Alex Deucher alexdeucher at gmail.com
Thu Dec 6 11:40:51 PST 2012


On Thu, Dec 6, 2012 at 2:37 PM, Michel Dänzer <michel at daenzer.net> wrote:
> On Don, 2012-12-06 at 10:52 -0800, Tom Stellard wrote:
>> On Thu, Dec 06, 2012 at 07:25:55PM +0100, Michel Dänzer wrote:
>> > On Don, 2012-12-06 at 09:05 -0800, Tom Stellard wrote:
>> > > On Thu, Dec 06, 2012 at 05:08:07PM +0100, Michel Dänzer wrote:
>> > > > On Mit, 2012-12-05 at 09:32 -0800, Vincent Lejeune wrote:
>> > > >
>> > > > I suspect the problem is a (non-)IEEE semantics mismatch between TGSI
>> > > > and LLVM introduced by this change.
>> > >
>> > > What are the semantics of TGSI opcodes?  For MUL and MAD, tgsi_exec uses IEEE
>> > > operations, but it seems like the glsl frontend thinks they are non-IEEE.
>> >
>> > Not sure... FWIW, the tests pass on llvmpipe.
>>
>> I just looked at the TGSI->LLVM code, which is shared by r600g,
>> radeonsi, and llvmpipe.  For TGSI_OPCODE_MUL, it actually uses both
>> the IEEE and non-IEEE definitions depending on what the arguments are.
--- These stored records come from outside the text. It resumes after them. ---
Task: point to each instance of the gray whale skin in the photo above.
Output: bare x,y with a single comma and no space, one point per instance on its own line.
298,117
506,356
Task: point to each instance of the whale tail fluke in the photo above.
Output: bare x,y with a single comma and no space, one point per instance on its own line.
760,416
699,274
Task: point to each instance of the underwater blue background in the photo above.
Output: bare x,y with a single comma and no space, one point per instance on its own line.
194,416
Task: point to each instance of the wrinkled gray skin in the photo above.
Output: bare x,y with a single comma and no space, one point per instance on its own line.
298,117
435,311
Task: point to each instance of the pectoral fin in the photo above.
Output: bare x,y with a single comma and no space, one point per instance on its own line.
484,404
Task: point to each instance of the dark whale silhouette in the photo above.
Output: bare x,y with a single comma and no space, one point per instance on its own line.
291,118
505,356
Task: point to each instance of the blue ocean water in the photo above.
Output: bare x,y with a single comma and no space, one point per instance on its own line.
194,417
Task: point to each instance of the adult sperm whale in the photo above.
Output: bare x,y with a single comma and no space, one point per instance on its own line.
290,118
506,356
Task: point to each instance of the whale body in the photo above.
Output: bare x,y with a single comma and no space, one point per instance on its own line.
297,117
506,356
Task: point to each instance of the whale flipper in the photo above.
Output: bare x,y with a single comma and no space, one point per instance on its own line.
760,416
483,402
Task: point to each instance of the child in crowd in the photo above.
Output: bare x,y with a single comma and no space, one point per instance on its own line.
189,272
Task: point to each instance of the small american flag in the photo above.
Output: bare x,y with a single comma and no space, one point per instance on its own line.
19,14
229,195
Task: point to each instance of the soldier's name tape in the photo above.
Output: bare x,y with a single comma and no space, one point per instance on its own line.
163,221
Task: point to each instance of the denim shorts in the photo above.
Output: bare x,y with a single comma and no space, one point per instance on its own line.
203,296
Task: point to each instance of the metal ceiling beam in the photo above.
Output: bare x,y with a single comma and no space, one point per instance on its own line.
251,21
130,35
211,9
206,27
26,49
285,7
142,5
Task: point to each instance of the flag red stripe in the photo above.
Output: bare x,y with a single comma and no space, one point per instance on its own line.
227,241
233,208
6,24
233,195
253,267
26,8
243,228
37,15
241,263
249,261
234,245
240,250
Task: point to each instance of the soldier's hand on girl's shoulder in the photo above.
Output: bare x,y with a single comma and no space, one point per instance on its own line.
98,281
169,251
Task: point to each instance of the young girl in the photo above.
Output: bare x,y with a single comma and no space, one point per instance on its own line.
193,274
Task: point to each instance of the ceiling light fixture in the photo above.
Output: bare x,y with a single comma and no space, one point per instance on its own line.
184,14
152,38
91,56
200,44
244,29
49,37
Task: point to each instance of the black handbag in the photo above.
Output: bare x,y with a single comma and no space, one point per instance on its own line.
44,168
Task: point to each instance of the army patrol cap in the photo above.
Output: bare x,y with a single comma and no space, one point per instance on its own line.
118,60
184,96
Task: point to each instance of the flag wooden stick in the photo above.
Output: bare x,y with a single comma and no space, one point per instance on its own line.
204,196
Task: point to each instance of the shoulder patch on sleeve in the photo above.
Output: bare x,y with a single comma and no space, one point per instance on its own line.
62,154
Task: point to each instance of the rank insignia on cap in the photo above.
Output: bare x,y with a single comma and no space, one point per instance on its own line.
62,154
>> If one of the arguments to MUL is the compile time constant zero then it
>> uses the non-IEEE definition (0 * anything) = 0, otherwise it produces
>> a fmul instruction which has IEEE semantics.  This probably deserves
>> it's own thread, because I think newer versions of GLSL require IEEE,
>> but older versions and also ARB have different semantics.
>
> Right, also, the code you described doesn't cover cases where a
> non-constant value is 0.
>
>
>> > > Should we revert this and the associated LLVM changes?
>> >
>> > I guess it depends on the answer to the above question about the
>> > expected semantics.
>> >
>> > Given that these tests seem to use indirect addressing, could it be that
>> > they just happened to pass by accident before?
>>
>> Yeah, those tests must have been passing by accident.  Are there any other
>> failing tests?
>
> No, those are the only two tests that regressed for me. So I guess this
> can be ignored for now. It would be interesting to know which tests Alex
> was referring to though, which were fixed by switching from MUL_IEEE to
> MUL. Maybe those are covered by the code you described above though.

I wasn't talking about recent changes, This was back in the early days
of r600g.  Probably the same thing Tom was talking about.